Why James Comey leaked information to press

WASHINGTON — Fired FBI Director James Comey asked Columbia law professor Daniel C. Richman to leak the content of memos documenting his interactions with President Donald Trump, he testified Thursday.

Comey, who wrote memos after his meetings with Trump, had shared the documents with fellow FBI officials. Asked during the Senate intelligence hearing Thursday if he shared the memos elsewhere, Comey explained he asked a “good friend” who is a “professor at Columbia law school” be an intermediary with the press.

“The President tweeted on Friday, after I got fired, that I better hope there’s not tapes,” Comey said. “I woke up in the middle of the night on Monday night, because it didn’t dawn on me originally, that there might be corroboration for our conversation, there might be a tape.”

Trump’s tweet on May 12, read: “James Comey better hope that there are no ‘tapes’ of our conversations before he starts leaking to the press!”

Comey added to the committee, “And my judgment was I needed to get that out into the public square.

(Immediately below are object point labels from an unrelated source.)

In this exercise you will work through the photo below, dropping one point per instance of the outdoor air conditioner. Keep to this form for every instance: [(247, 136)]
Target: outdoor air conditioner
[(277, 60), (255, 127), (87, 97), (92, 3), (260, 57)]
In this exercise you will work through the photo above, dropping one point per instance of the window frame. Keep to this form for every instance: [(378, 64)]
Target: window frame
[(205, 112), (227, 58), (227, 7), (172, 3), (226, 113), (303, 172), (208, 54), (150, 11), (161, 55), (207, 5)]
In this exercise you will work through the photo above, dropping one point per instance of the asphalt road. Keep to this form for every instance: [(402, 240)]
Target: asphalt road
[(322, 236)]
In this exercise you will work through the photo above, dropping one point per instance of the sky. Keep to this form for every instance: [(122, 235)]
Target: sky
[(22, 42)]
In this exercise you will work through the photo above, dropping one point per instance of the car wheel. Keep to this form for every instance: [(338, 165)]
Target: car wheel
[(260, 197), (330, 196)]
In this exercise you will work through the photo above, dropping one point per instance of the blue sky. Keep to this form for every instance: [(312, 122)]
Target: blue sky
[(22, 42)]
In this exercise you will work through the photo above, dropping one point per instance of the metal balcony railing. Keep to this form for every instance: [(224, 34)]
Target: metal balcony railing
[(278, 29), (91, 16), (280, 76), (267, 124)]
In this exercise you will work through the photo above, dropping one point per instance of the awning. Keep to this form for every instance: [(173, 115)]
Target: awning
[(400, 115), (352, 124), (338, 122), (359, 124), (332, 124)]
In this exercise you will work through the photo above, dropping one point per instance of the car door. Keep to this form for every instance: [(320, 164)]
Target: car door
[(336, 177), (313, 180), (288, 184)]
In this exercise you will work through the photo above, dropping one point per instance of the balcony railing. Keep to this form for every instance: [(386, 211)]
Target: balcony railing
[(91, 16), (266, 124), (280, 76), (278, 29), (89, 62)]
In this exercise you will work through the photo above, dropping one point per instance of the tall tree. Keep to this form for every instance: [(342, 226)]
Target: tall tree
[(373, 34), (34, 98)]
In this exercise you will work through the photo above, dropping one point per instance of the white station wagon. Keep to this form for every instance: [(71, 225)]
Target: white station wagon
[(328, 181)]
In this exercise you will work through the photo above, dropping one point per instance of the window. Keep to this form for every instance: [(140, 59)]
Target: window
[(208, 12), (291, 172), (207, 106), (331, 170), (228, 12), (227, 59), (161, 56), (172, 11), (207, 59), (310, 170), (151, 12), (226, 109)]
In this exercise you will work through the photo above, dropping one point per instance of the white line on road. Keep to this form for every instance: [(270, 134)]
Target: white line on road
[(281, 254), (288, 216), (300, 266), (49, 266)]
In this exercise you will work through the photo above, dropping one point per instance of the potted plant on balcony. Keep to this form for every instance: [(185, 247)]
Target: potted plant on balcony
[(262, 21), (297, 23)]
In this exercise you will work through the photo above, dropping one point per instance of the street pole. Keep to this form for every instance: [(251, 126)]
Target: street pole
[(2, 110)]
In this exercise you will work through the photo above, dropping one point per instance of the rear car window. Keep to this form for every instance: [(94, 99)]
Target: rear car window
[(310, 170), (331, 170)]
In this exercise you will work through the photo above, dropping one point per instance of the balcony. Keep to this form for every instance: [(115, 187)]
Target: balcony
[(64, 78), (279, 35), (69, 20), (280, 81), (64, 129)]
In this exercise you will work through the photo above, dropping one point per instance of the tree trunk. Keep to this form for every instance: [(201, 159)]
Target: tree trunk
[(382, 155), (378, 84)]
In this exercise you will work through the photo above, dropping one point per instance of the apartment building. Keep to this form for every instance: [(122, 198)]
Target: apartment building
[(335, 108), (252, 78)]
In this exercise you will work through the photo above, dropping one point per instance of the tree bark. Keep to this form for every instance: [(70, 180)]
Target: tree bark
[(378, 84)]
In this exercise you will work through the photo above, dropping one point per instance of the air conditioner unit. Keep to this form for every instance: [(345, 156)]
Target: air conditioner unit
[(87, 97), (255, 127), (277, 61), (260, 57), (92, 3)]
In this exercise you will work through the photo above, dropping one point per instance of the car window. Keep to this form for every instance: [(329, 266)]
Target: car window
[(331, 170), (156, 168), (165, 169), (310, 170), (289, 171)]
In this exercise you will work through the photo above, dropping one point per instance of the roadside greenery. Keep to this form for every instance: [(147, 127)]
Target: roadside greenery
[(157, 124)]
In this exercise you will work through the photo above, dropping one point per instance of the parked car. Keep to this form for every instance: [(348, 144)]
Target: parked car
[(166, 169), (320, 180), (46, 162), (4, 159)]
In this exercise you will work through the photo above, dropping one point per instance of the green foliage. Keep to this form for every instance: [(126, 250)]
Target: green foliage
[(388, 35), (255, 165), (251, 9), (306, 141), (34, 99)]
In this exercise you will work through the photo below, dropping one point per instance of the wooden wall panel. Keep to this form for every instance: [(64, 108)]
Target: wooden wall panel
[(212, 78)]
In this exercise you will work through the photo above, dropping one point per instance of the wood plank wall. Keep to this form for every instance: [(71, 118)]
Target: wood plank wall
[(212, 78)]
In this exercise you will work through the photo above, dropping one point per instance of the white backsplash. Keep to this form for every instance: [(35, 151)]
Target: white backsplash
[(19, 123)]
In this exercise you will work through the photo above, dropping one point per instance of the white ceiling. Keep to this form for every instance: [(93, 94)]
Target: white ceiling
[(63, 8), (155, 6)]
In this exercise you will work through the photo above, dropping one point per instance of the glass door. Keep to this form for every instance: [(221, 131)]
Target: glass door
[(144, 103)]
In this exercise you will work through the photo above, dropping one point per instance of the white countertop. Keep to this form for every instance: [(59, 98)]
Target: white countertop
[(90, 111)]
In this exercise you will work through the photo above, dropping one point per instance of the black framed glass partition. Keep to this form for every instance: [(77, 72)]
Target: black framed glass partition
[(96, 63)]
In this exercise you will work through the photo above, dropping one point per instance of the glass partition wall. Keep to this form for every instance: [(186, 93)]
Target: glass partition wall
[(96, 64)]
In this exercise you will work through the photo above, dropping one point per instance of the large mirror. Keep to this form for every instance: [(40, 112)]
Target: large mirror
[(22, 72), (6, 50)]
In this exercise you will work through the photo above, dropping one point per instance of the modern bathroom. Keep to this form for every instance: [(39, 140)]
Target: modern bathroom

So I asked a friend of mine to share the content of the memo with a reporter.

“I didn’t do it myself for a variety of reasons, but I asked him to because I thought that might prompt the appointment of a special counsel, so I asked a close friend of mine to do it,” he said.

Richman, a close Comey adviser and former federal prosecutor, confirmed to CNN in an email that he was the friend Comey was referencing in his testimony.

The reporter who wrote the first “Comey memo” story, Michael Schmidt of The New York Times, told CNN’s Brian Stelter, “I’m going to decline to comment” on any interactions with Richman.

Schmidt’s story was attributed to “two people who read the memo.”